Unless something totally unexpected happens, a US invasion of Iran for instance, there is little doubt that the Christian-Democrat CDU will win the German general elections next September and CDU leader Angela Merkel will succeed Socialist leader Gerhard Schröder as Chancellor. Both Schröder and his Foreign Minister, the Green politician Joschka Fischer, will now have time to devote to their wives (spouse 4 for Schröder and 5 for Fischer).
It is not yet clear who will succeed Fischer, but Wolfgang Schäuble, a former minister of the Interior under Chancellor Helmut Kohl, is a strong contender. Schäuble is the foreign expert of the Christian-Democrats. The politician, who has been confined to a wheelchair since an assassination attempt, was interviewed by the Flemish newspaper De Tijd last Saturday. “A CDU government will restore what went wrong under Schröder,” he said, adding that the European Union’s biggest problem at the moment is the French President Jacques Chirac. “European unification cannot be an alternative for cooperation within NATO and the transatlantic relations. Europe is still divided, as we have seen at the EU-summit in Brussels this June, along the lines that divided it during the crisis over Iraq. This cannot continue. We will tell our French friends: do not force us to choose.”

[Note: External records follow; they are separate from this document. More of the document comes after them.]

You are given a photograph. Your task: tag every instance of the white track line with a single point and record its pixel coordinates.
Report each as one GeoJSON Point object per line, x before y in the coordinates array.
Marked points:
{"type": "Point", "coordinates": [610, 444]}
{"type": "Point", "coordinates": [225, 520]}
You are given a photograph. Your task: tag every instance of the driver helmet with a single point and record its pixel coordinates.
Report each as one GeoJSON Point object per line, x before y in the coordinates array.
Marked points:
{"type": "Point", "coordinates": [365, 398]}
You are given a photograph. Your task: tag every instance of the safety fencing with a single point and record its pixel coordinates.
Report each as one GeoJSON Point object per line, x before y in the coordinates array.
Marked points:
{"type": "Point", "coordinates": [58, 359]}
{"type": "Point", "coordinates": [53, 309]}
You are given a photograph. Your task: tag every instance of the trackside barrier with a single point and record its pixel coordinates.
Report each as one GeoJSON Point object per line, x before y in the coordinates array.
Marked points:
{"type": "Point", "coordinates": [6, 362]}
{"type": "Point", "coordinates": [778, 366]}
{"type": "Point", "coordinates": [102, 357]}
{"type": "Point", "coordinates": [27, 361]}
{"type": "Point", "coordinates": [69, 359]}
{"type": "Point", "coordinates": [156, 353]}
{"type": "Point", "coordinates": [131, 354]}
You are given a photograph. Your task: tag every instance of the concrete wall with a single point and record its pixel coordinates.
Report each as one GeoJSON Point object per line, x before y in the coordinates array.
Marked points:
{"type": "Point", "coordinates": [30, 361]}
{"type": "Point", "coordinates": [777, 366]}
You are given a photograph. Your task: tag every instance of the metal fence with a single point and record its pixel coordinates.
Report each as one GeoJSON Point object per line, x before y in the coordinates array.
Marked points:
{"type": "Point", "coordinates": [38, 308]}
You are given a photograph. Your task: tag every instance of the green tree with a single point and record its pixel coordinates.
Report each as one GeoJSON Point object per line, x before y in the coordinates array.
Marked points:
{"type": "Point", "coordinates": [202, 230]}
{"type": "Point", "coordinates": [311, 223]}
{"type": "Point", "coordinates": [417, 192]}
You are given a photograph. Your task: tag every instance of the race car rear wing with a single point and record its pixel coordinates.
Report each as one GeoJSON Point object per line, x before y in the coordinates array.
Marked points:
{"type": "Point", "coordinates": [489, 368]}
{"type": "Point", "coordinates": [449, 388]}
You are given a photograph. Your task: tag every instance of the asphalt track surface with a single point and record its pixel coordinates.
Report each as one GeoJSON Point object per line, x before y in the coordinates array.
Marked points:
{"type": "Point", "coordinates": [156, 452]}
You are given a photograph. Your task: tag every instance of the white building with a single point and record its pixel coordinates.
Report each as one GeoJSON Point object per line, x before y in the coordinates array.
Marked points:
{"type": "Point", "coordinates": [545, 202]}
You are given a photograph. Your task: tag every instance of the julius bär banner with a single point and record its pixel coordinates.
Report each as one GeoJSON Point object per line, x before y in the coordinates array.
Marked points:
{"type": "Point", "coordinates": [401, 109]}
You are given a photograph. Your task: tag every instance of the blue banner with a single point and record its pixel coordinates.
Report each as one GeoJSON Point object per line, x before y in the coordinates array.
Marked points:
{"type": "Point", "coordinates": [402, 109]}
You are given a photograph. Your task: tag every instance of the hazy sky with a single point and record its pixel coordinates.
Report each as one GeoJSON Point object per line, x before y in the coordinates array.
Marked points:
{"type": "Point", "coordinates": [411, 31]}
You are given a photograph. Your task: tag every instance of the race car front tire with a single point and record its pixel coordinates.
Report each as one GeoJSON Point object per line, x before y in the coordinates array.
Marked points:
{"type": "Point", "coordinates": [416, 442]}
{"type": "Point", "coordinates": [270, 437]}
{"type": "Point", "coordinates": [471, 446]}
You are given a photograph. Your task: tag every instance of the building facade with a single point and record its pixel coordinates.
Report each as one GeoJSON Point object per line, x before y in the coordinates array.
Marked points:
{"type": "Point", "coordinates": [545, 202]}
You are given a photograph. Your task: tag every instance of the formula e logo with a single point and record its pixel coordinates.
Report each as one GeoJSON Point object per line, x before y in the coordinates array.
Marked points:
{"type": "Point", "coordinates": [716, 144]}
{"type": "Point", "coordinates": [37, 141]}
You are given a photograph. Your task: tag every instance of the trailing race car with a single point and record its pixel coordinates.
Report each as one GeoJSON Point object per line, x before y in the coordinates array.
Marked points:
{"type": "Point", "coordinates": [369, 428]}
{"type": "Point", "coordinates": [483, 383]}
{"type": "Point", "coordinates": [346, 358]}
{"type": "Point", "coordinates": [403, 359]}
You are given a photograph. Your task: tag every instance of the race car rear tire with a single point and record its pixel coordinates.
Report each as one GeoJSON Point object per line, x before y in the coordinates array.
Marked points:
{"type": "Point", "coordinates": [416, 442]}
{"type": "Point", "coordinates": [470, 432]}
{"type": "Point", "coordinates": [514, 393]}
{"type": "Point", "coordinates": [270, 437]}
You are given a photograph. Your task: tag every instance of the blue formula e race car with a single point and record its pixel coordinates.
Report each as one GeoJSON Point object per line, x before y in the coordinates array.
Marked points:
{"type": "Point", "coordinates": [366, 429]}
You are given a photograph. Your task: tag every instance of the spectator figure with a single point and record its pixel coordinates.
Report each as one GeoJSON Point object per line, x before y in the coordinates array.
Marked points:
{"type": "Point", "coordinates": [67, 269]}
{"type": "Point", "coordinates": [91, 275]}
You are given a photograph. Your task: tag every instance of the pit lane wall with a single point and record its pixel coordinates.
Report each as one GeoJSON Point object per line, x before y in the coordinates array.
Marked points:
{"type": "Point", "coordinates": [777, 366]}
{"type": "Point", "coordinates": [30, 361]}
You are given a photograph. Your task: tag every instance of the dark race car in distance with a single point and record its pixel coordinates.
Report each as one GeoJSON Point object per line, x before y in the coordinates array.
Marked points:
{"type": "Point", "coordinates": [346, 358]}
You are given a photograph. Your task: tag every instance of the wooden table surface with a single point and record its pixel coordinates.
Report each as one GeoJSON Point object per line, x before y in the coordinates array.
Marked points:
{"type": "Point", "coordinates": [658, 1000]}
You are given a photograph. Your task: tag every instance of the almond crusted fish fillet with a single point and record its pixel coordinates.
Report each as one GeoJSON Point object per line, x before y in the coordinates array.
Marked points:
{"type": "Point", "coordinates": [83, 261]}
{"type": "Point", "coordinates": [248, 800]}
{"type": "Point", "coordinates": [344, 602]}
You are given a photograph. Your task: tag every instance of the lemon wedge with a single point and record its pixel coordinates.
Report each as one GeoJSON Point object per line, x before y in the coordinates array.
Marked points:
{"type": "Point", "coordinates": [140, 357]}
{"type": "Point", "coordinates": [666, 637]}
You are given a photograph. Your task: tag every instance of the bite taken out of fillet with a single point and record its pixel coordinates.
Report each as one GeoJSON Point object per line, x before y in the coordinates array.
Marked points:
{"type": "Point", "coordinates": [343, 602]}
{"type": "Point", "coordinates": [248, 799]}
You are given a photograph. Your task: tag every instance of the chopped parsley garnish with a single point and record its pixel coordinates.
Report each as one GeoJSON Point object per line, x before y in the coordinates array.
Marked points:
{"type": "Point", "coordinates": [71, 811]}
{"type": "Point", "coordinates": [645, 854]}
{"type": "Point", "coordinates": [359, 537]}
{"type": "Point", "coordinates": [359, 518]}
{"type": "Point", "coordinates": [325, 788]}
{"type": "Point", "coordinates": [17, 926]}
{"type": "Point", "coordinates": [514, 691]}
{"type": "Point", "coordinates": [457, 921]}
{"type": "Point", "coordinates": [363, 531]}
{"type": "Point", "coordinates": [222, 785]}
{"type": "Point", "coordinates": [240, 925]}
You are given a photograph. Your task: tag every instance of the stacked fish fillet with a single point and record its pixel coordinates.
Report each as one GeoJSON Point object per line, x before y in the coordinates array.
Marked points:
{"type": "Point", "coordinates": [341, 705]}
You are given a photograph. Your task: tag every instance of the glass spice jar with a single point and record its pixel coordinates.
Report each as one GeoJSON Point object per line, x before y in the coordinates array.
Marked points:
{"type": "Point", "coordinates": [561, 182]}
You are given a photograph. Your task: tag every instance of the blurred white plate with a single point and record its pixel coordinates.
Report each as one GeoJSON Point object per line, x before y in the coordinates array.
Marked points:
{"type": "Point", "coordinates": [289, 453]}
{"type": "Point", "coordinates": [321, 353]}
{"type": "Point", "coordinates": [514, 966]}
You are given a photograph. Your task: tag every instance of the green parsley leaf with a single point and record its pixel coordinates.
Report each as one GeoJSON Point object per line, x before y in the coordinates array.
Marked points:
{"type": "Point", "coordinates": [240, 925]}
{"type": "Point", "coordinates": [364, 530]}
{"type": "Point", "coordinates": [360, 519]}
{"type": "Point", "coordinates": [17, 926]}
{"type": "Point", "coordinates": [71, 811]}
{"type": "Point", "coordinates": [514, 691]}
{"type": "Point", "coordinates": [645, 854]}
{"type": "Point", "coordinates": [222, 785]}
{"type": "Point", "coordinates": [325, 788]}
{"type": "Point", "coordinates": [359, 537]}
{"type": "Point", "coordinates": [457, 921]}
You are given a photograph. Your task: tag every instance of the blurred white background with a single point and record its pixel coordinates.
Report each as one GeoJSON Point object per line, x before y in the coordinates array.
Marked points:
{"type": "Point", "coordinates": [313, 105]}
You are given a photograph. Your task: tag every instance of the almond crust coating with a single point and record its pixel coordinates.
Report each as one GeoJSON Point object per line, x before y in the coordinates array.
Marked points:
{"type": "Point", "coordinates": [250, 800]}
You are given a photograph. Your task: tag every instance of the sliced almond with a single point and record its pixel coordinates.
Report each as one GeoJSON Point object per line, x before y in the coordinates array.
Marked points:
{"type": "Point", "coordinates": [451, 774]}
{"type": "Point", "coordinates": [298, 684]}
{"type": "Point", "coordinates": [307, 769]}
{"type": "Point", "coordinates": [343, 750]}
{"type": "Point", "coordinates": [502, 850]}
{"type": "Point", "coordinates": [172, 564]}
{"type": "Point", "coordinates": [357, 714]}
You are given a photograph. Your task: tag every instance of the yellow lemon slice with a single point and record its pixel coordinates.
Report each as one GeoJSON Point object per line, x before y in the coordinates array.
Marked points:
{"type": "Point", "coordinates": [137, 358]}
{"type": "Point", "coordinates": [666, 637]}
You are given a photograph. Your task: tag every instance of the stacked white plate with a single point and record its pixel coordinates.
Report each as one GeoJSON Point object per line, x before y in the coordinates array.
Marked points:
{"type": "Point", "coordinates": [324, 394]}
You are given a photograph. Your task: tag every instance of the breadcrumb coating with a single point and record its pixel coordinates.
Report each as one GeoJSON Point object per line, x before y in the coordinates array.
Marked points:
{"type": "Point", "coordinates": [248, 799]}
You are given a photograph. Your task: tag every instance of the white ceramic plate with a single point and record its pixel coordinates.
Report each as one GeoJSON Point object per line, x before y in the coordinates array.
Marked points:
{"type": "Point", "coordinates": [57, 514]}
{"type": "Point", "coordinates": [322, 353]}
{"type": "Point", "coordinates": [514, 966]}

Schäuble also shelved Fischer’s pet ambition: a permanent seat for Berlin in the Security Council of the United Nations. “It is nonsense to demand such a thing,” Schäuble said. “Enough damage has already been done. It seems more useful to me to improve the position in the Security Council of all the states that are not members. We had also better attempt to agree on more common European positions in the UN. Then it does not matter whether these are conveyed by the French, British or any other ambassador. The preliminary condition is that Europe again unites in its transatlantic relations. As soon as Germany reassumes its proper role here, the only problem left is Chirac.”